After Genesis: Circuits Split
The Circuit Courts took three different approaches after the Genesis decision: (1) unaccepted offers do not moot claims; (2) unaccepted offers do moot claims; and (3) a hybrid approach that favors entering a judgment for the plaintiff if an offer is unaccepted.
The First, Fifth, Seventh, Ninth, and Eleventh Circuits all held that an unaccepted Rule 68 offer that purportedly covers all of a plaintiff's damages does not moot the plaintiff's claims. Adopting the Third Circuit's position, the Fourth and Federal Circuits held that unaccepted offers of judgment will moot a plaintiff's claim; however, none of these Circuits reconsidered this issue after the Genesis decision. The Second, Sixth, and Eighth Circuit Courts created a hybrid approach that entailed entering a judgment in favor of the plaintiff when an unaccepted offer of relief was made that covered the entire claim.
Campbell-Ewald Co. v. Gomez: The Majority Adopts Justice Kagan's Prior Dissent Position
In the majority opinion in Gomez, the Supreme Court adopted Justice Kagan's analysis from her dissent in Genesis. The Court explained that under basic contract law principles, once a Rule 68 Offer of Judgment is rejected, it has no continuing efficacy. Indeed, Rule 68 expressly states that an offer is considered withdrawn if it is not accepted within fourteen days. The Court held that once an offer is rejected and is withdrawn, the parties have the same stake in the litigation that they had before the offer was made. Chief Justice Roberts wrote a dissent joined by Justices Scalia and Alito. The dissent argued that the majority's decision will allow a plaintiff to pursue litigation based on his/her desire for a federal court to declare him/her right, not based on an actual controversy.

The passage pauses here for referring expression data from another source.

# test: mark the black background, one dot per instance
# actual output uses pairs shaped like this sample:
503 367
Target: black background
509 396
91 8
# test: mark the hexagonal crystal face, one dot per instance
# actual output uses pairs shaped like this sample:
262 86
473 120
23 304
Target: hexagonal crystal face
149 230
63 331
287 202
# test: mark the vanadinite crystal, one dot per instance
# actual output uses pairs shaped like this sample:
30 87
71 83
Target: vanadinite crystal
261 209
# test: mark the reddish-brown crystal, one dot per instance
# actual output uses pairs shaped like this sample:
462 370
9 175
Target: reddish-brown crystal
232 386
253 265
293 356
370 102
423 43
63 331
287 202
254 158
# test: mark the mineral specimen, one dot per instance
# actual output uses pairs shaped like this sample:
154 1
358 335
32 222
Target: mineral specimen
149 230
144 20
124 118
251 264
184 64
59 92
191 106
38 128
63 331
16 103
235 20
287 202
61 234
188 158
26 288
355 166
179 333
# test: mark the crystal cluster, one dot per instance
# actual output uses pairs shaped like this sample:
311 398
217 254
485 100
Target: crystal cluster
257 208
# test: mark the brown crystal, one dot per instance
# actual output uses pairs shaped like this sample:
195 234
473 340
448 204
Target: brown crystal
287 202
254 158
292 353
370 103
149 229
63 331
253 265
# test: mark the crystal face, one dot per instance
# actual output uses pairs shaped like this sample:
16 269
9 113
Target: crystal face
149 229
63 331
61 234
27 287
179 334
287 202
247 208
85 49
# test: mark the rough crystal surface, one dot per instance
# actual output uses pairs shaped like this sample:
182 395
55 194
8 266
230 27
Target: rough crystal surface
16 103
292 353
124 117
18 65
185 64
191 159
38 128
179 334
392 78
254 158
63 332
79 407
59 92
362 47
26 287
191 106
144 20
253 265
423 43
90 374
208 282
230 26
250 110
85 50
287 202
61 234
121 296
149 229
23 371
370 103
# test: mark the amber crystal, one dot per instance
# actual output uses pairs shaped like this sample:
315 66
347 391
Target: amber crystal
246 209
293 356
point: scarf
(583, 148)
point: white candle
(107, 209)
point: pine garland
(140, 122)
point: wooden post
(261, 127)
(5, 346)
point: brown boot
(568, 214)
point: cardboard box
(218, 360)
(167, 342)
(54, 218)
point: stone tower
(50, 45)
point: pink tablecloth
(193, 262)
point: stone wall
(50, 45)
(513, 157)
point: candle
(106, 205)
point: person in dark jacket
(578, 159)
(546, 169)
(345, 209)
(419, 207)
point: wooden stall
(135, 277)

The Supreme Court's decision is a huge victory for the plaintiff's bar and class-action lawsuits and a blow to defense lawyers looking for a relatively easy (although potentially costly) way to protect their clients from further expense and the burden of a class action lawsuit. Now, defendants will be unable to "pick-off" potential class action lawsuits by making a Rule 68 Offer of Judgment. This is especially relevant to employers, as wage and hour class actions continue to increase. Defense attorneys will be required to use more traditional defenses to attempt to defeat class action lawsuits.